Definitivamente, o Estado não é nosso senhor; ele é nosso servo e precisamos
fazê-lo compreender essa sua verdadeira natureza. Em sociedades como a nossa,
em que os cidadãos aprenderam a esperar do Estado muito mais do que ele deve e
do que pode oferecer, essa tarefa é difícil. Mas precisa ser pacientemente
executada, para o bem das futuras gerações.
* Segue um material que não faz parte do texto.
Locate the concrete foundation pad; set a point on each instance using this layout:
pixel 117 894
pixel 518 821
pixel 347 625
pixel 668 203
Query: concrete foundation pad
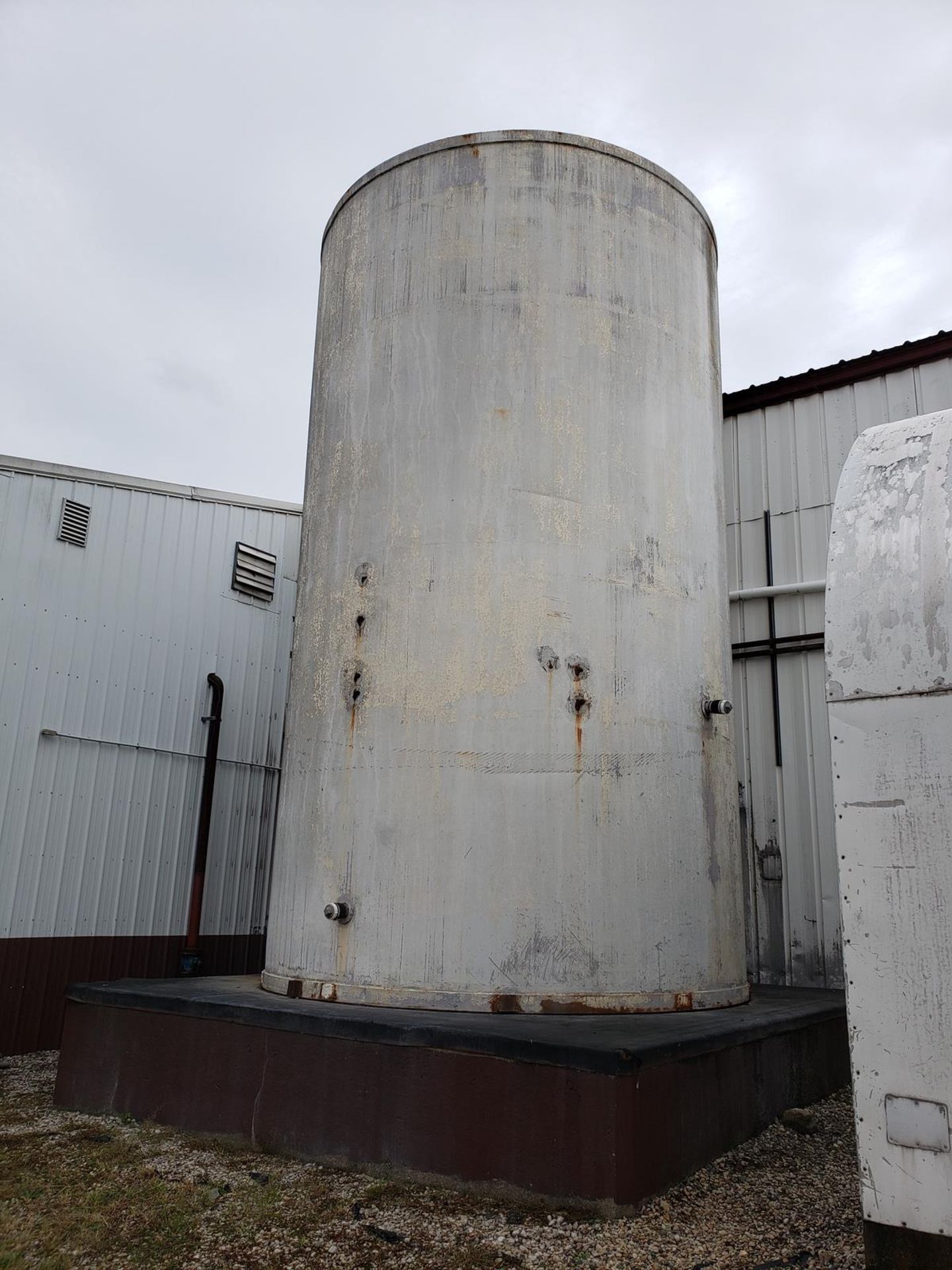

Na conhecida parábola evangélica do fariseu e do publicano, relatada em
Lucas, 18.10-14, "dois homens sobem ao templo, para orar; um, fariseu, e o outro,
publicano. O fariseu, estando em pé, orava consigo desta maneira: Ó Deus,
graças te dou porque não sou como os demais homens, roubadores, injustos e
adúlteros; nem ainda como este publicano. Jejuo duas vezes na semana, e dou os
dízimos de tudo quanto possuo. O publicano, porém, estando em pé, de longe, nem
ainda queria levantar os olhos ao céu, mas batia no peito, dizendo: Ó Deus, sê
propício a mim, pecador! Ao que Jesus observou: "Digo-vos que este desceu justificado para sua casa, e não aquele".
Porém, no que se refere à
exploração tributária que o publicano nos tem imposto, sou mais pela
justificação do "fariseu", ou seja, do contribuinte que é obrigado a jejuar
porque o Estado lhe rouba os recursos que usaria para comprar alimentos e que,
muitas vezes, é obrigado a orar para que possa cumprir com suas obrigações
tributárias sem ser carimbado como "sonegador". Porque o publicano de nossos
dias, além de não reconhecer que é imoral extrair tributos compulsoriamente de
quem não pode pagá-los; utilizar as receitas arrecadadas sem ter em vista o
objetivo de servir à população; prejudicar enormemente a economia, sufocando a
livre iniciativa; impor custos sobre as futuras gerações em termos de dívida
interna; e apoderar-se do que não lhe pertence, ainda se apresenta com a
arrogância do fariseu da parábola.
A esperança é que a falência do
"Estado do Bem Estar", vale dizer, da social-democracia, desencadeie um
processo salutar de enxugamento do Estado, que deverá começar pela Europa e se
espalhe pela Ásia e pelos Estados Unidos, porque nenhuma sociedade, por mais
forte que seja a sua economia, pode resistir permanentemente à má alocação de
recursos produtivos. E, em algum dia no futuro, chegue à América Latina e, em
particular, ao Brasil.
Quem sabe, com isso, a ética do
trabalho volte a prevalecer e se decrete — afinal, sonhar é bom e é de graça —
o fim do exator impostor? Impostor e predador!